Ces Encycliques exposent clairement au catholique les principes de la raison et de la foi qui le rendront capable de se prémunir contre les erreurs et les dangers de la conception bolchevique de l'Etat. La spoliation des droits et l'asservissement de l'homme, la négation de l'origine première et transcendante de l'Etat et de son pouvoir, l'horrible abus de l'autorité publique au service du terrorisme collectiviste, tout cela est précisément le contraire de ce qu'exigent la morale naturelle et la volonté du Créateur. La société civile et la personne humaine tirent leur origine de Dieu et sont par lui mutuellement ordonnées l'une à l'autre; aucune des deux, par conséquent, ne peut se soustraire à ses devoirs envers l'autre, ni renier ou diminuer les droits de l'autre.

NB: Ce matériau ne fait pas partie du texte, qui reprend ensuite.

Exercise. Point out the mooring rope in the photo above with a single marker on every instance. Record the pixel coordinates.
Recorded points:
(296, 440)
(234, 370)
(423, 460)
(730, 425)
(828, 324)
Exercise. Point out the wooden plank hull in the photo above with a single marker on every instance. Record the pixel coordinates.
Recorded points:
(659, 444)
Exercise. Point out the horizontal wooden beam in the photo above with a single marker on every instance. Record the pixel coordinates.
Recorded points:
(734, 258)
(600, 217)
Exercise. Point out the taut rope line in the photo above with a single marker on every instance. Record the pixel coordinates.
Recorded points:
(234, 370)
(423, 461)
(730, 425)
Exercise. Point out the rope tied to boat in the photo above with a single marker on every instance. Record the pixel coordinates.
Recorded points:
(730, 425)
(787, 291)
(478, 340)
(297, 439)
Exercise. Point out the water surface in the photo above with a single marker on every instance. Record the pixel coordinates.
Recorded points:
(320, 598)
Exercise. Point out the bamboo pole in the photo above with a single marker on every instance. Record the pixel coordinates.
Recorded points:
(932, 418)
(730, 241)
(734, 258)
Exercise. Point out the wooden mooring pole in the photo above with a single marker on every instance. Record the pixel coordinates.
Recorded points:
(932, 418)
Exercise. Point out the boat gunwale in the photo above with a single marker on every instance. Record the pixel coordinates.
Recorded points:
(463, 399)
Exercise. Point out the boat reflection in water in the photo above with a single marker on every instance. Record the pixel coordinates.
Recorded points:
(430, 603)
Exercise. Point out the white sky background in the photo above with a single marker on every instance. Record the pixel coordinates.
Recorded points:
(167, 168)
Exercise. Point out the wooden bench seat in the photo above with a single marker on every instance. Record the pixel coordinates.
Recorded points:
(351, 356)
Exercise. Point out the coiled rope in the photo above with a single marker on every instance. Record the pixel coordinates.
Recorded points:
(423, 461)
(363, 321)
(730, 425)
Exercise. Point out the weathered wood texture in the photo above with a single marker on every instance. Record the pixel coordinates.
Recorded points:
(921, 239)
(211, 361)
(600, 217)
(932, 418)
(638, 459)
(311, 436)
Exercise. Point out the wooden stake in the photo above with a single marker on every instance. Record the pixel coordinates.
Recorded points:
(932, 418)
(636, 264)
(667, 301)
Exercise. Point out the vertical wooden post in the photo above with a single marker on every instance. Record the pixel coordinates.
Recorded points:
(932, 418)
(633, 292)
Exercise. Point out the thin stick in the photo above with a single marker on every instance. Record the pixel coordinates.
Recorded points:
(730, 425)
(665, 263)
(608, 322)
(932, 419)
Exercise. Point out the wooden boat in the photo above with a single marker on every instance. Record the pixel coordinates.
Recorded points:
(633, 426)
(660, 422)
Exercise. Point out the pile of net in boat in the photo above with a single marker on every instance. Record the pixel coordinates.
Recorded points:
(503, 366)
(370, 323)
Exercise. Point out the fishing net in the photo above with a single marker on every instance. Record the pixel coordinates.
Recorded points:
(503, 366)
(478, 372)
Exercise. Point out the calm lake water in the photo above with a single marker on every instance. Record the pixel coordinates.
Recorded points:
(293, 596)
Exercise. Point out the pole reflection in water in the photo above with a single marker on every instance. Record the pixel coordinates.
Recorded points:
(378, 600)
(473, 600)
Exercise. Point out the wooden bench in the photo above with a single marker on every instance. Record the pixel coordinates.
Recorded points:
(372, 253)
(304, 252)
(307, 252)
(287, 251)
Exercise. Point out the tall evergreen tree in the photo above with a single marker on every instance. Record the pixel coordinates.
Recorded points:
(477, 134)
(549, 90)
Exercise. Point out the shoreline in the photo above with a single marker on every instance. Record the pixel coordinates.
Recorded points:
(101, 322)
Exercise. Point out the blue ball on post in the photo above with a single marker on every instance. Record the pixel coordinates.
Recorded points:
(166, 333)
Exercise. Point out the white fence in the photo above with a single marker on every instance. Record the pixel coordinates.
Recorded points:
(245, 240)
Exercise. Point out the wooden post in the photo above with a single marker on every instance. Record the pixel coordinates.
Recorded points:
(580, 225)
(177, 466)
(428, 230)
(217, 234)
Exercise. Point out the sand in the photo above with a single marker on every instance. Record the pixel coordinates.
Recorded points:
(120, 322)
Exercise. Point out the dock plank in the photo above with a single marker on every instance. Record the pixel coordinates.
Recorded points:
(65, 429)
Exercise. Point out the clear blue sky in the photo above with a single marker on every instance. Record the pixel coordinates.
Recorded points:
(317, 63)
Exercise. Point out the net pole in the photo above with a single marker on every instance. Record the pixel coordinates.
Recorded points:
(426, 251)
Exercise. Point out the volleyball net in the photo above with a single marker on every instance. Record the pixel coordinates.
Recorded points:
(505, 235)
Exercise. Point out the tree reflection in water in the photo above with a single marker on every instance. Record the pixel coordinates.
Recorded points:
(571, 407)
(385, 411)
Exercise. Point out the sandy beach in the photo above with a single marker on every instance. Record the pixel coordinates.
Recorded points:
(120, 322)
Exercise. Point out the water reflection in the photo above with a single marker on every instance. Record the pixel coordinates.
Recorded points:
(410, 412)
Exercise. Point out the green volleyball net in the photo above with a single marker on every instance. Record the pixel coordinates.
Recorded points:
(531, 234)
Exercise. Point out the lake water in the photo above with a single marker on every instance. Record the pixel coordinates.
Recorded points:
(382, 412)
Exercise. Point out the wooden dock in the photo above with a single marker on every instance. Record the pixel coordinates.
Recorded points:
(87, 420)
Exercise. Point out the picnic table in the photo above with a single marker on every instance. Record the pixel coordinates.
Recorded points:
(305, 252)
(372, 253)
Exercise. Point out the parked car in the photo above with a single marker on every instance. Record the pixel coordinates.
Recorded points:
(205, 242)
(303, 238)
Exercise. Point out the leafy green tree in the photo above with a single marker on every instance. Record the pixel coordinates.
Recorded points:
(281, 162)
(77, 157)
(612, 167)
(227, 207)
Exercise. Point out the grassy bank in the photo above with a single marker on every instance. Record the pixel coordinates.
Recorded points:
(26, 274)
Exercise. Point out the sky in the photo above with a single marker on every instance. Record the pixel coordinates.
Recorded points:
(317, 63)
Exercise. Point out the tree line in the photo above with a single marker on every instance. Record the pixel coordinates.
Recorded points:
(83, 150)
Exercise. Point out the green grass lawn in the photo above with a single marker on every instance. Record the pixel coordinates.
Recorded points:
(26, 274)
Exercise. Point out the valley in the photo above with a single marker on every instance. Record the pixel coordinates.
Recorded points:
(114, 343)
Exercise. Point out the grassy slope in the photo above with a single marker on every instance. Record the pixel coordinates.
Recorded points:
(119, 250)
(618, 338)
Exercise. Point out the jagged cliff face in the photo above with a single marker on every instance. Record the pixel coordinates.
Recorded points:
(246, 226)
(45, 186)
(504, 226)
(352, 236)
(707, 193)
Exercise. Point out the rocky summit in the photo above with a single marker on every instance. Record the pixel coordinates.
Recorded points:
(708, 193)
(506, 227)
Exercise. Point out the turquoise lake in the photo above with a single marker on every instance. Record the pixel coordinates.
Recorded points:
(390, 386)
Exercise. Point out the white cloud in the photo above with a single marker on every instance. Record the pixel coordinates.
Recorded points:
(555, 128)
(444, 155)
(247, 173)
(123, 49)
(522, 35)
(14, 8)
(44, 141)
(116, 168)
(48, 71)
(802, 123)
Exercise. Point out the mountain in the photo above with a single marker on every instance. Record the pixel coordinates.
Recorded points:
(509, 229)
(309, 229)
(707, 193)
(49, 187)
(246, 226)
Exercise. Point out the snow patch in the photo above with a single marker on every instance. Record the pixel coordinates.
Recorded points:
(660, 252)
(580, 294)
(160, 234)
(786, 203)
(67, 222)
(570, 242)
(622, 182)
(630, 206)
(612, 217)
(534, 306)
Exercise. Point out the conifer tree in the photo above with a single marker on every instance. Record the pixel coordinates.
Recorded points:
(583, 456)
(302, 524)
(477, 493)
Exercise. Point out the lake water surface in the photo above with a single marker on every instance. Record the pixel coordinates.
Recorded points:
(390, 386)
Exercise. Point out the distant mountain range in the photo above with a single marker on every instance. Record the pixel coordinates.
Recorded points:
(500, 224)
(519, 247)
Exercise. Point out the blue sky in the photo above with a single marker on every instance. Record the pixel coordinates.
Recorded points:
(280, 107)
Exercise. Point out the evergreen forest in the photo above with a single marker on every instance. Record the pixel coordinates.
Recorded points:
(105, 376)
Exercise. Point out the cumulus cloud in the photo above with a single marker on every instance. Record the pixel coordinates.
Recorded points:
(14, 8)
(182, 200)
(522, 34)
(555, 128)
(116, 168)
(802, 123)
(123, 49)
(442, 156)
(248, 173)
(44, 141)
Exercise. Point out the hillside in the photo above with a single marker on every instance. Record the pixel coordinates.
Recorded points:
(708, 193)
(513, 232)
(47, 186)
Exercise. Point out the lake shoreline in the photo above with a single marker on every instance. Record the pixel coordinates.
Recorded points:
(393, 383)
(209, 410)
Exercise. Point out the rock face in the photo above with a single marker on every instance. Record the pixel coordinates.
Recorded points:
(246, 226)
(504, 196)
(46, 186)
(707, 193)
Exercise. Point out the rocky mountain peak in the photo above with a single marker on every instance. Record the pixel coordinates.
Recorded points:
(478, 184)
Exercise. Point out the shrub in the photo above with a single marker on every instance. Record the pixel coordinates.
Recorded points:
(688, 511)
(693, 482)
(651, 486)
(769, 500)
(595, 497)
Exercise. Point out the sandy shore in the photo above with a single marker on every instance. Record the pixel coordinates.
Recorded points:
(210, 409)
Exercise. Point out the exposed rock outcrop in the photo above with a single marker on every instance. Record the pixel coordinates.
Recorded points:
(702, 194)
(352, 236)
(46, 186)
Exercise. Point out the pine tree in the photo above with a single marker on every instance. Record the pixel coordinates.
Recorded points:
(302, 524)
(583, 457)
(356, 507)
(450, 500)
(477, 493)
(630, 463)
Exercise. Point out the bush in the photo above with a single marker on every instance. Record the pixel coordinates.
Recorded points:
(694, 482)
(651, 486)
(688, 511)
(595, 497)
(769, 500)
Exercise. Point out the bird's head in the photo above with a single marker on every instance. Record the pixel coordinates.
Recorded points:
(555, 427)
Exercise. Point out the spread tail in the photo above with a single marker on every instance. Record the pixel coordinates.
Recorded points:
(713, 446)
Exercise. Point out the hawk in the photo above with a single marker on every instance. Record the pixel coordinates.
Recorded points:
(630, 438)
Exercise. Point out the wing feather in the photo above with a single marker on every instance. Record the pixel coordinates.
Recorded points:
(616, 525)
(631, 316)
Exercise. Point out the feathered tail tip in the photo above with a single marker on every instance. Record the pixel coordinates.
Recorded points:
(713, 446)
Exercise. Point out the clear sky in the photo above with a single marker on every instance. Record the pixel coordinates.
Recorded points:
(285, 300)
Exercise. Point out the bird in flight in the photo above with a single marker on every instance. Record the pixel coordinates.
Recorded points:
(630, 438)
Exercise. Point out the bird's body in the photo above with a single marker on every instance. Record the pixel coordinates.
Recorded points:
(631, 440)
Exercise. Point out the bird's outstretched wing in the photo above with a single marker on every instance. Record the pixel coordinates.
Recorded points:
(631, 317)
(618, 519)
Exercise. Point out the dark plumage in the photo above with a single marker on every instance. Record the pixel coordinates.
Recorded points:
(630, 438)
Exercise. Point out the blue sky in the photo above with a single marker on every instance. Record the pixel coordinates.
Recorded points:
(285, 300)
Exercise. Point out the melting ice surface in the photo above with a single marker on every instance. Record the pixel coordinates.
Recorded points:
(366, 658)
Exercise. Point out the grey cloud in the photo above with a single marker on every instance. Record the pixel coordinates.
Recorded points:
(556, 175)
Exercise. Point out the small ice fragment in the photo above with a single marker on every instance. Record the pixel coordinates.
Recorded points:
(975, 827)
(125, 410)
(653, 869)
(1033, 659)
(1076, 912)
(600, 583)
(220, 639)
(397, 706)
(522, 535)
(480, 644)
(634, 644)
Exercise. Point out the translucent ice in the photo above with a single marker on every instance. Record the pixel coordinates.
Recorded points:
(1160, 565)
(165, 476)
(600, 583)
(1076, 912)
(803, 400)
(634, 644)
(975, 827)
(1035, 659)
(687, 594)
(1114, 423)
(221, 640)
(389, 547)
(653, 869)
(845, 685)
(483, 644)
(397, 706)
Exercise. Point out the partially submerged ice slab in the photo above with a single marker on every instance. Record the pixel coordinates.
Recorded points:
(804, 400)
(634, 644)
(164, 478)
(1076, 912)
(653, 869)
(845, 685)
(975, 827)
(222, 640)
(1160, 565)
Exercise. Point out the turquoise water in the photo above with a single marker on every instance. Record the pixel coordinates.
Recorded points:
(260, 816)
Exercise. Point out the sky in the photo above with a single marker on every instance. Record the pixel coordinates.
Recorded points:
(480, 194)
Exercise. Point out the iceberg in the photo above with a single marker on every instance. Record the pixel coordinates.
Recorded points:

C'est Dieu qui a réglé ces rapports mutuels dans leurs lignes essentielles; le communisme commet une usurpation injuste quand il impose, au lieu de la loi divine basée sur les principes immuables de la vérité et de la charité, un programme politique de parti, provenant de l'arbitraire humain et tout rempli de haine.




12 I Cor. III, 23.



13 Lettre Encycl. Rerum novarum, 15 mai 1891 (Acta Leonis XIII, vol. IV, pp. 177-209).



14 Lettre Encycl. Quadragesimo anno, 15 mai 1931 (A. A. S., vol. XIII, 1931, pp. 177-228).



15 Lettre Encycl. Diuturnum illud, 20 juin 1881 (Acta Leonis XIII, vol. I, pp. 210-222).



16 Lettre Encycl. lmmortale Dei, 1er nov. 1885 (Acta Leonis XIII, vol. II, pp. 146-168).